Recent recruiting posting from MSP. A golden opportunity for you young whippersnappers.


----------



## Hush (Feb 1, 2009)

APPLY TODAY! (to sit on a list for 3 years)


----------



## DPH1992 (Mar 29, 2019)

axc1155 said:


> Hello All,
> Been seeing there has been a lot of test for the trooper and have heard it's less competitive to get on . How true is this ? What have people been scoring who have gotten on in the past few academies ? Any info and anything regarding the PT test and what an academy is typically like would be appreciated .


It's not that the process isn't as competitive, but more people are reluctant to get on because of how society treats law enforcement nowadays. So yeah, maybe not quite the talent pool they once had available, but by no means is it easy to get through. PT test is just a 1.5 mile run at the academy around a parking lot, needs to be under 12:15/12:30 or something like that, can't quite recall. I don't think the wait will be too long for the 87th RTT, 86th RTT is going through the process right now and with all the retirements coming they'll want another class as soon as possible. The exam is in April, takes about 6-8 months for results because CS is slow as shit, so you're looking at exam results in October-December. Cards could possibly be sent out anytime after that I suppose.
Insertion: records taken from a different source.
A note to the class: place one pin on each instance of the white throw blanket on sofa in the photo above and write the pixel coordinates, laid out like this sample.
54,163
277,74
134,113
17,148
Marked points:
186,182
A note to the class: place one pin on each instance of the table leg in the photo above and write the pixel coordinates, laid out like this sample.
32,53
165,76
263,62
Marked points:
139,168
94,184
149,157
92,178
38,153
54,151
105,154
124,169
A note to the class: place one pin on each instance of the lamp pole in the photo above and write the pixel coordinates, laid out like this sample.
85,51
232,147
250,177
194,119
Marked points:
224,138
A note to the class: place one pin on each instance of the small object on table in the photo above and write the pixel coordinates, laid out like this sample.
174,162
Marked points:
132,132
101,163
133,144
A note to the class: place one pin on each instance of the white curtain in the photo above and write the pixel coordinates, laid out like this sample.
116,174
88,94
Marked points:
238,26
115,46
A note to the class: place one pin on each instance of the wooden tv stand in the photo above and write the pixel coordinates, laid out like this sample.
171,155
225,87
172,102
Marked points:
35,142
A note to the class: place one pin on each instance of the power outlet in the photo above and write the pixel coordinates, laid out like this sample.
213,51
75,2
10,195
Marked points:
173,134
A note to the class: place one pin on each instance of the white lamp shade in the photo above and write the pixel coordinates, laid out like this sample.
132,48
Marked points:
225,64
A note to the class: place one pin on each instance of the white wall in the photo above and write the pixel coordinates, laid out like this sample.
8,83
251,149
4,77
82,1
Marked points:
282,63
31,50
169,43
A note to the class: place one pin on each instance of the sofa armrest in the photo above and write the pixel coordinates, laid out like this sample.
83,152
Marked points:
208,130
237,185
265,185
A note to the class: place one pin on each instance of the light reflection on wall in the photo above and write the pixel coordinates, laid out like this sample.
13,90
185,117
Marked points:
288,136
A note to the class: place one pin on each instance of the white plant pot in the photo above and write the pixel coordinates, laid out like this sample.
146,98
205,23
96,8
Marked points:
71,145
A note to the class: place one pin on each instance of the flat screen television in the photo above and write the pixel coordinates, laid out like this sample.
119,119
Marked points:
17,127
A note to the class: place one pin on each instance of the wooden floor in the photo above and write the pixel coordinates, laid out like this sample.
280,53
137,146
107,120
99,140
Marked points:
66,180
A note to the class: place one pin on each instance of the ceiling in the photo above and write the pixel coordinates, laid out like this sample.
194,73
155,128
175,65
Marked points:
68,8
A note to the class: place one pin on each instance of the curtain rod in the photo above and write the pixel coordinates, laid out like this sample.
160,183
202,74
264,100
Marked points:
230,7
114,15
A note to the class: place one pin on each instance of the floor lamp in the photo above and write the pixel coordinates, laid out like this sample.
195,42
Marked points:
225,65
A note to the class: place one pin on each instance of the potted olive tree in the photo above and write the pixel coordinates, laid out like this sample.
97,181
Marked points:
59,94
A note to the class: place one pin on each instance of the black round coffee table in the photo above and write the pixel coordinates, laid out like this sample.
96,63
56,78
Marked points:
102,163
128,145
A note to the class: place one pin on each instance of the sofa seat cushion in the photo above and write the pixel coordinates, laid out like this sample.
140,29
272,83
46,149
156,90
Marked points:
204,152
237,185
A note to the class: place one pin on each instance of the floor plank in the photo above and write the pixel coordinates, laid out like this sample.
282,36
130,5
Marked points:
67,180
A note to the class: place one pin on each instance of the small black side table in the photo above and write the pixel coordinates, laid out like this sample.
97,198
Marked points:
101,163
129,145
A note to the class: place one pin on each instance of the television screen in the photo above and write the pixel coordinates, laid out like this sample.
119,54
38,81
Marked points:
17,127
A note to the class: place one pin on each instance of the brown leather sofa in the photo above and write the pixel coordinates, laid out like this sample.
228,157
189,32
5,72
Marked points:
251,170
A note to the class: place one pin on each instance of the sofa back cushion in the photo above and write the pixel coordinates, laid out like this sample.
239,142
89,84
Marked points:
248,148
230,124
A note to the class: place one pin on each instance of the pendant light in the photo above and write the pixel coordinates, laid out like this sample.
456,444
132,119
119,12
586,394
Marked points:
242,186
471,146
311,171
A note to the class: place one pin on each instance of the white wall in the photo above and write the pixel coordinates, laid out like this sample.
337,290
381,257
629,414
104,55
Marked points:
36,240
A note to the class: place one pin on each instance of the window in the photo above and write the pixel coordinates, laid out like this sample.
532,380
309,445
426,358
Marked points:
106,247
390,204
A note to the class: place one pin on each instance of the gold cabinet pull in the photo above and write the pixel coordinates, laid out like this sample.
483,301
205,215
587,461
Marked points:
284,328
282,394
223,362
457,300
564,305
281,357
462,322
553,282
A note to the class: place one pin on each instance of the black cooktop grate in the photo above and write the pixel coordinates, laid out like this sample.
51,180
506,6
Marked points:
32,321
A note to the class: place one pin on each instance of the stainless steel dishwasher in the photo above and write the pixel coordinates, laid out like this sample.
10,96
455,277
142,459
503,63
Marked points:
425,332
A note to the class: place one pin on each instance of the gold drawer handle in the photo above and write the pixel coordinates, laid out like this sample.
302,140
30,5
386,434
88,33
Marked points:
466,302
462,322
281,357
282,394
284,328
Keep in mind, while the MSP has reached pretty low on the CS list for scores (low 80s for the 86th RTT) that doesn't mean they will on this next CS exam. The 86th RTT is the 3rd class off that 2017 CS exam, so they've already worked through all the people in the high 90s and below. The 87th RTT will have a lot of ex-military since they're generally the ones who score the highest because they get the 2 point bonus. 87th RTT will have a lot of people in the high 90s and mid 90's, but the question is will as many people be taking the exam as previous years? Remains to be seen..


----------



## mpd61 (Aug 7, 2002)

Simple fact is that Background is the hardest hurdle................


----------



## USAF3424 (Mar 18, 2008)

mpd61 said:


> Simple fact is that Background is the hardest hurdle................


Too easy to make a joke out of this one lol


----------



## Arby (Aug 9, 2021)

Hearing a wide range of scores, wonder how low they’ll go to fill the next Academy


----------



## Hush (Feb 1, 2009)

Arby said:


> Hearing a wide range of scores, wonder how low they’ll go to fill the next Academy


Well....guess we'll all have an opportunity to find out. 

Sent from my moto g(7) power using Tapatalk


----------